We met up last week. There was wine. We gossiped about composers, tenors in vests and journalists. Then we drank more wine, during which I talked a lot about me. The perfect evening. The world feels right when Vicki and I natter.
Vicki has an amazing capacity for detail. She loves detail. She soaks it up. She can recall it on demand and with magical precision.
Hundreds of years ago when we both worked together she introduced me to some very important recordings back in the day when she ran a music shop and I ran an orchestra. Classic CDs like DG’s Verklarte Nacht from the Orpheus Chamber Orchestra, Hely Hutchinson’s Carol Symphony, and most importantly of all, Test Card Classics Volume 1 on Chandos.
Mid-way through an extended recollection from our formative years, I splutter, “What was that piano music you played me twenty years ago? Classic FM used to play it on a loop. It was a Concerto or something. Can’t remember how it goes, but I remember I liked it a lot. It has a piano in it.
Litolff’s scherzo from Concerto Symphonique No.4, written in 1852, in fact.
This isn’t a no-brainer for inclusion in the ‘Listen’ thread. There is some awkwardness with this piece.
The title bothers me for a start. It’s a shit title Litolff. I think it might even be a tautology. It’s either a concerto or a symphony Litolff darling. It can’t be both. Make up your mind.
Anyway, let’s not get too bogged down in the detail. Musically, it’s weak too. It’s musical froth. Little development. A musical distraction. A showpiece. It’s fireworks. It’s nonsense. All fur coat and no knickers.

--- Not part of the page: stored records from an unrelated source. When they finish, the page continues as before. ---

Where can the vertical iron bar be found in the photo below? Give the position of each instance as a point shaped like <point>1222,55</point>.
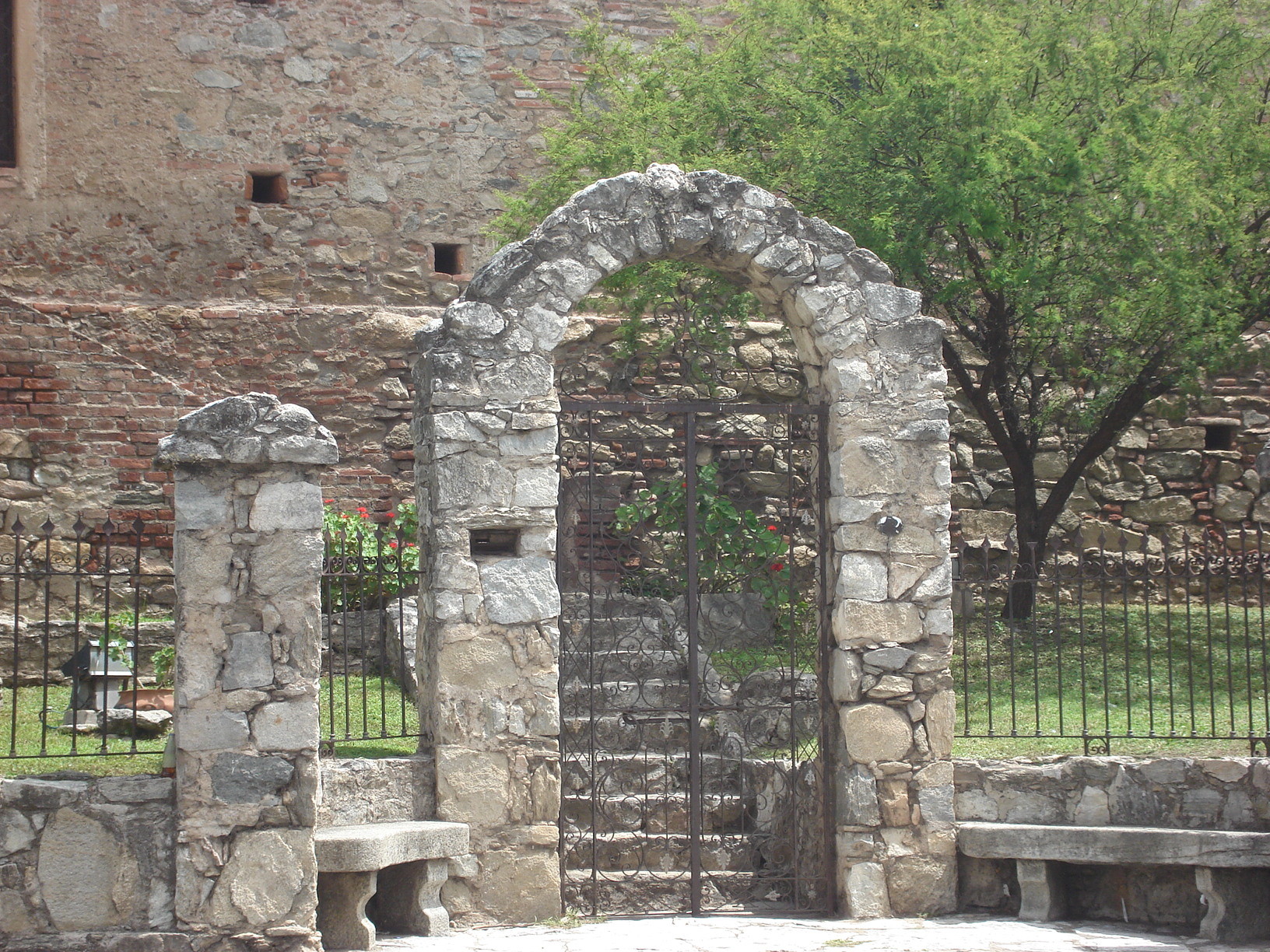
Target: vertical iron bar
<point>1058,638</point>
<point>108,527</point>
<point>17,658</point>
<point>689,469</point>
<point>1080,641</point>
<point>48,592</point>
<point>828,721</point>
<point>592,751</point>
<point>1124,622</point>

But dear God I adore it. It somehow manages to be more Murder She Wrote than the Murder She Wrote theme tune. More Sorcerers Apprentice than the Sorcerers Apprentice. All peril and jeopardy, taken on by haphazard buffoonery and finished off with a defiant two fingers.
I remember listening to it a lot back in Aldeburgh twenty odd years ago. It’s only now – a week after I’ve been reunited with it – I’m beginning to understand why. It was a musical anecdote to the repertoire I was exposed to at the Festival. As a recent graduate, there wasn’t much I was hearing I instantly recognised. Listening felt like hard work because the music I heard was always unfamiliar. My listening strategy hadn’t developed. I wasn’t curious enough. Everything seemed rather worthy.
Up pops Litolff’s Scherzo (and Dohnanyi’s Variations on a Nursery Song) and suddenly music seems able to not only communicate its message with immediacy but also be entertaining too. In amongst a lot of worthiness, tightly written entertainment shone through like much-needed light relief. The musical equivalent of an irreverent young sibling providing a pep-me-up during an otherwise dull weekend staying with your parents boring friends.
How does it do that given that the musical idea doesn’t go through much development? I reckon
It shouldn’t work. It shouldn’t really sustain repeat listens. But it does. And that means it has a certain magic to it. Something to keep in the back pocket for that moment when you’re in need of a pick-me-up.